O MENINO PEIXE

DA SÉRIE CONTOS CURTOS

CONTO N° 9

O MENINO PEIXE

O Navio Hospital já navegava no alto Juruá, rumo a Carauari/AC, quando foi percebida a sinalização de ribeirinhos na margem esquerda. O comandante ordenou para que o navio atracasse no barranco da pequena localidade de cinco ou seis taperas de madeira.

Aproximou-se um homem de meia idade mas que aparentava uns noventa anos. Queria mostrar o filho caçula de sete anos com uma doença rara e desconhecida que o impedia de andar. Tinha o corpo totalmente coberto de escamas fétidas e oleosas.

Além dos pais, era muito querido pelos treze irmãos e a comunidade.

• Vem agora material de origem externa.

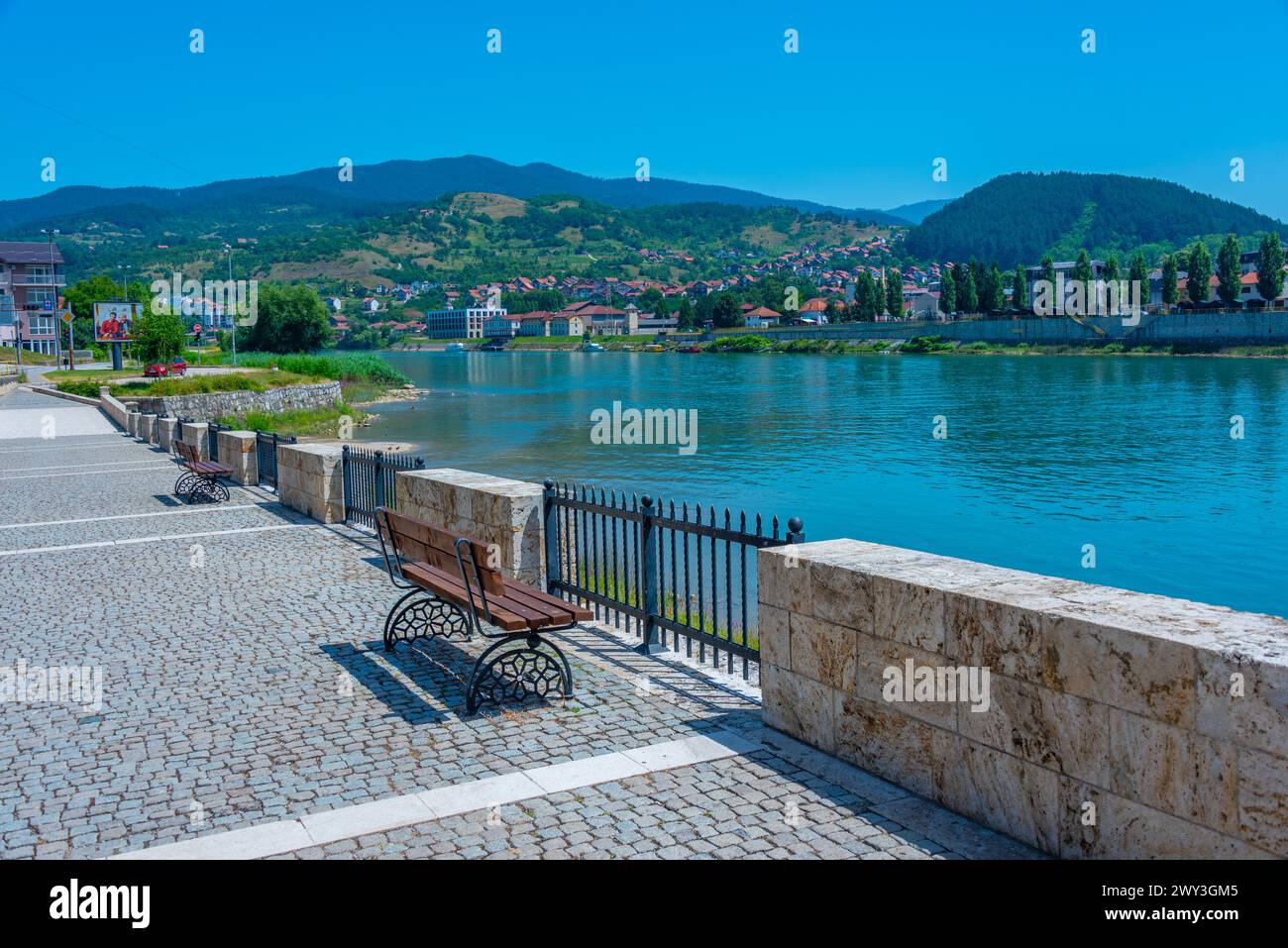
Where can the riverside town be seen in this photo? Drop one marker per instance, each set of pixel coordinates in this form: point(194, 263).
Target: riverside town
point(614, 443)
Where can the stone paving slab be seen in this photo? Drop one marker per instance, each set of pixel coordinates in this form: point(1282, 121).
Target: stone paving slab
point(244, 685)
point(181, 519)
point(758, 806)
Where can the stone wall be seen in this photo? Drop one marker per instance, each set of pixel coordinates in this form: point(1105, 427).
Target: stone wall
point(488, 509)
point(196, 433)
point(114, 408)
point(237, 450)
point(1117, 724)
point(310, 479)
point(206, 407)
point(1154, 329)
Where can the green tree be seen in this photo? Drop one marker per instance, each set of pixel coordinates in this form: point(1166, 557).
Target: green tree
point(947, 291)
point(159, 337)
point(1083, 272)
point(1111, 266)
point(967, 298)
point(1020, 288)
point(684, 314)
point(1199, 273)
point(290, 318)
point(1048, 270)
point(894, 292)
point(1138, 274)
point(1168, 281)
point(1270, 268)
point(1228, 270)
point(996, 290)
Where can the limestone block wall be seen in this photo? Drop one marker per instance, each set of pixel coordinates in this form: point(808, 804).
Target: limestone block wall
point(215, 404)
point(1116, 723)
point(197, 433)
point(166, 432)
point(112, 407)
point(488, 509)
point(310, 479)
point(237, 450)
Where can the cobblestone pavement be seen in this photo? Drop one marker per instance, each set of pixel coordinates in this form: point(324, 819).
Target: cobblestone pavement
point(244, 683)
point(759, 806)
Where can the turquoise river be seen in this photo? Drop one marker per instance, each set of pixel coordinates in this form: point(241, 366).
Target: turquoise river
point(1044, 458)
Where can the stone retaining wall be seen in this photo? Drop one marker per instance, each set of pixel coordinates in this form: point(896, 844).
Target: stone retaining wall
point(1117, 724)
point(214, 404)
point(237, 450)
point(112, 407)
point(488, 509)
point(1154, 329)
point(310, 479)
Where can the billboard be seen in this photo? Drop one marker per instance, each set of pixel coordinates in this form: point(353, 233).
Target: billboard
point(115, 322)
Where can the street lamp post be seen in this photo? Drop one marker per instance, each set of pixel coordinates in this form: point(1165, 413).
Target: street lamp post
point(53, 288)
point(228, 249)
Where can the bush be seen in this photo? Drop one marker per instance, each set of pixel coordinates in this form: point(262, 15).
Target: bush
point(741, 344)
point(919, 346)
point(346, 366)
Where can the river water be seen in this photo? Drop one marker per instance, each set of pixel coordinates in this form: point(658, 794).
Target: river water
point(1039, 459)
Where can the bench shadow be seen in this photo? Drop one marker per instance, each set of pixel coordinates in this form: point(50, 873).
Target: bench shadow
point(420, 682)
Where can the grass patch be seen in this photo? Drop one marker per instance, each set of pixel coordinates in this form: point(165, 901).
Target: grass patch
point(299, 423)
point(88, 382)
point(344, 366)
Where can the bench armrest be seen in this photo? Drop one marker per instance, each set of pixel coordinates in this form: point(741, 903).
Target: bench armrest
point(391, 565)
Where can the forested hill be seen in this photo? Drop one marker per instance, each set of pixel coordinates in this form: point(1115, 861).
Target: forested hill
point(394, 183)
point(1017, 218)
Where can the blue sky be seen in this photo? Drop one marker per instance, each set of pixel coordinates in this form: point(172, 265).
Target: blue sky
point(703, 90)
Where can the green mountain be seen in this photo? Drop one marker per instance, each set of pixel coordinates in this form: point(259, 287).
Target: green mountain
point(292, 233)
point(919, 210)
point(403, 181)
point(1018, 218)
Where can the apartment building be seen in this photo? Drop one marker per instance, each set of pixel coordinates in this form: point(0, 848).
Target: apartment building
point(30, 279)
point(459, 324)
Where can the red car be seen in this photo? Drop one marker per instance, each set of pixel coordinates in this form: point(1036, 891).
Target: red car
point(159, 369)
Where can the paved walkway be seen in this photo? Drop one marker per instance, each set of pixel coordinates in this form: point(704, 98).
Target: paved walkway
point(248, 707)
point(33, 415)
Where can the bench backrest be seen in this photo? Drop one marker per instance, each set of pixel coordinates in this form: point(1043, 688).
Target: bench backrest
point(417, 540)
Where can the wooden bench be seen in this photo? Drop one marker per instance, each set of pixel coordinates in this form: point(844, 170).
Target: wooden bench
point(200, 479)
point(455, 583)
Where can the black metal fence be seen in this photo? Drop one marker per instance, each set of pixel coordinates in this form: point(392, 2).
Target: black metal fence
point(372, 480)
point(266, 456)
point(675, 571)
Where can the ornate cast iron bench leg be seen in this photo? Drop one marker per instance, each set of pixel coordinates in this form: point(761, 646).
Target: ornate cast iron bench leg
point(518, 674)
point(424, 617)
point(183, 485)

Se comunicava através de grunhidos guturais.

Depois de ser examinado pelo pediatra da embarcação, foi decidido que seria transportado, junto com a mãe, para tratamento especializado em Manaus. A despedida dos entes queridos aconteceu com extrema emoção. Queriam que ele ficasse mesmo daquele jeito.

Durante a viagem, a medicação, os cuidados básicos e o amor da tripulação conferiam rápida regressão da doença, mostrando a recuperação epidérmica em alguns dias.

Após um mês navegando, foi encaminhado para o Hospital Universitário de Manaus, sendo recebido pelo chefe da dermatologia, sujeito arrogante que dizia já saber o diagnóstico - ¨Pênfigo forma eritrodérmica¨. Já tinha experiência com outros casos. O menino peixe, como era carinhosamente chamado, foi internado e depois de muito chorar, se despediu do pediatra militar, que prometeu retornar para levá-lo de volta pra casa.

Passados quarenta dias, o pediatra, cumprindo a promessa, procurou em vão o menino peixe. Segundo informações, o dermatologista quadruplicou a dose do corticóide que vinha sendo paulatinamente reduzida no navio, sendo esta a provável ¨causa mortis¨.